Hyde offered up a few recent examples, like the migration of hoverflies studied in a naturalized area behind the Springett parking lot, where mowing is minimal and most wildlife is left to flourish, or efforts to mitigate flooding near Westminster Hall, using tree trimmings on the bank of the river.
Those projects, as well as the biodiversity inventory, connect the campus in a different way, Hyde said.
“Western is open to more of these. We want to expand the program, that is an important message,” Hyde said.
“Western has made bold commitments to address climate change and is doing a lot of great work – on the research and teaching side, as well as operationally – this is just another element of that really strong program,” she added.
Samuels wants to see the momentum from the biodiversity inventory continue.

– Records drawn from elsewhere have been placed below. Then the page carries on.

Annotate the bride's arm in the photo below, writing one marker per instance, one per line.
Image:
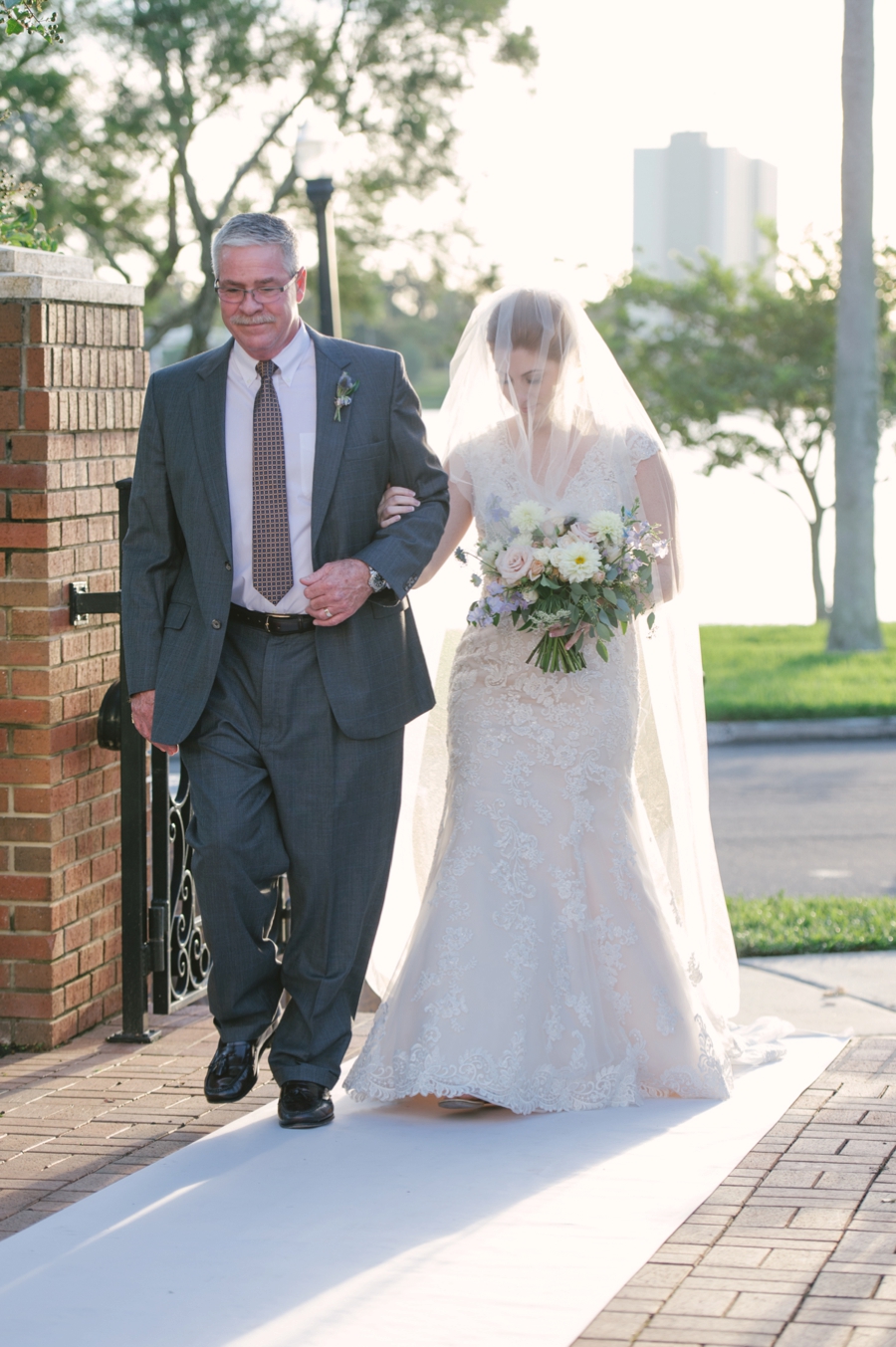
(399, 500)
(658, 507)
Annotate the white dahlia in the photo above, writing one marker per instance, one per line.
(578, 561)
(606, 527)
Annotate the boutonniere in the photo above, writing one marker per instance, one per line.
(343, 392)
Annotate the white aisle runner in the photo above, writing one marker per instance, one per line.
(392, 1228)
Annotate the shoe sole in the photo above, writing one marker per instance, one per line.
(301, 1126)
(466, 1105)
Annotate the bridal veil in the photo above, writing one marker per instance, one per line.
(563, 396)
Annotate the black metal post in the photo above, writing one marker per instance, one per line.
(320, 193)
(135, 1001)
(160, 904)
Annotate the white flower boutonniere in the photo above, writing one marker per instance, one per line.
(343, 392)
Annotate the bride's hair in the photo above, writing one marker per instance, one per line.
(533, 320)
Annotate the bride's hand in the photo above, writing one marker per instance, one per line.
(396, 501)
(570, 641)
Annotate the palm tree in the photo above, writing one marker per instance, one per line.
(854, 624)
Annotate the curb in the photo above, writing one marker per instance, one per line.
(800, 732)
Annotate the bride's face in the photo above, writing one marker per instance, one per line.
(529, 381)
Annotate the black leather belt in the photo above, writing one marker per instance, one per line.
(275, 624)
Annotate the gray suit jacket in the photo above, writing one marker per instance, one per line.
(176, 576)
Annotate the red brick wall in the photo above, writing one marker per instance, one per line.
(72, 380)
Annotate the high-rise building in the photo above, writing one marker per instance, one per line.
(693, 195)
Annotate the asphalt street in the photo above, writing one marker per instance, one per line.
(804, 817)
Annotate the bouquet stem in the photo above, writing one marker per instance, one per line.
(552, 655)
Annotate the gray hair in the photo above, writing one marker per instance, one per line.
(258, 228)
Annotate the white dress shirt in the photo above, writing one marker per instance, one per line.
(296, 386)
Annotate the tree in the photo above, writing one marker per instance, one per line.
(26, 18)
(388, 69)
(721, 343)
(854, 624)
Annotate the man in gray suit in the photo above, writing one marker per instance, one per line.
(267, 632)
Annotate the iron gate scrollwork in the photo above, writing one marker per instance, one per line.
(174, 897)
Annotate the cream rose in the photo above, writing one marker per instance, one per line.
(514, 563)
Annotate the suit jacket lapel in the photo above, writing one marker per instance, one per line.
(206, 409)
(331, 434)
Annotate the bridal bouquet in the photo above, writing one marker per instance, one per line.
(564, 578)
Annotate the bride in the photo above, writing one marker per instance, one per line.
(572, 949)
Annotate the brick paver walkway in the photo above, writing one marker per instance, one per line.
(797, 1246)
(80, 1117)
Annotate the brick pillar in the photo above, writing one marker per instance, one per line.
(72, 377)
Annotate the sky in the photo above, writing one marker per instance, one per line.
(549, 159)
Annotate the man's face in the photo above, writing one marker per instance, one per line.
(262, 324)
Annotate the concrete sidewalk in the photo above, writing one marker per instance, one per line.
(797, 1244)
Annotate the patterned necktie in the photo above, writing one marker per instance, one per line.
(271, 552)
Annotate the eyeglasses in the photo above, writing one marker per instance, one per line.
(264, 294)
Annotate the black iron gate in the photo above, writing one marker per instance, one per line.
(160, 919)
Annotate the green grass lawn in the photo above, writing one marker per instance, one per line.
(784, 672)
(811, 926)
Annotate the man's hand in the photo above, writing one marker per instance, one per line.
(141, 712)
(337, 590)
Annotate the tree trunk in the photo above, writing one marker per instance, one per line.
(856, 389)
(818, 583)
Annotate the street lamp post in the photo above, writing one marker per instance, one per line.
(316, 156)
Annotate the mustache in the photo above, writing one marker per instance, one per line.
(254, 321)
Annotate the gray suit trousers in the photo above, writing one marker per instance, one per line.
(278, 788)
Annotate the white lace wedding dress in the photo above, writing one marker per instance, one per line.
(548, 969)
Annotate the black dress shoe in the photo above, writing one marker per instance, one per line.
(235, 1069)
(304, 1103)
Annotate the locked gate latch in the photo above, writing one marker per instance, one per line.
(153, 951)
(83, 603)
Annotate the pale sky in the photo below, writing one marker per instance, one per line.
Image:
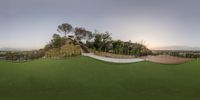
(31, 23)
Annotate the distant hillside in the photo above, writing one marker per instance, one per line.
(177, 48)
(14, 49)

He’s still looking to track down the whereabouts of a nocturnal bird believed to be nesting on top of a Western building somewhere on the campus. The common nighthawk isn’t yet endangered, but is considered of “special concern” since it could become threatened based on its characteristics and risks.
The wider London community is also gearing up for a four-day competition at the end of the month. The City Nature Challenge pits cities across the globe against one another to see whose residents can submit the most observations of plants, animal and fungi.
City hall even uses iNaturalist and other online platforms as part of the ecological checks and balances required during the review of new development projects, making the information Londoners enter a crucial and direct form of citizen engagement, Samuels said.
It also helps protect the species living on campus and in the city.
“This is not a new concept; people have been monitoring birds and other species in the environment for a long time, keeping detailed records,” Samuels said.
“It used to be that if you wanted to be a naturalist, you had to have books and have read them all and be really smart and go to school for it, but now it is so accessible anybody can do it with just an app on their phone.”
BY THE NUMBERS
1,225 species observed during year-long biodiversity inventory project
3,675 observations uploaded to Western’s iNaturalist page
294 users shared data as part of the project
WESTERN’S SUSTAINABILITY WORK
- Ranked first in Canada and third in the world for sustainability and global impact in the Times Higher Education 2022 Impact Rankings.
- Ranked 17th out of 700 universities across the globe in first QS World University Rankings for sustainability in 2022.
- Earned gold STARS since 2014 from the Sustainability Tracking, Assessment and Rating System, which evaluates more than 550 institutions around the world, for work improving sustainability on campus, in community and globally.
- First university in Canada to be designated a Bee Campus, recognizing efforts to support pollinators across campus, in 2018.
- Designated as an arboretum since 1981 when the Sherwood Fox Arboretum was established, encompassing all trees and shrubs on Western’s campus.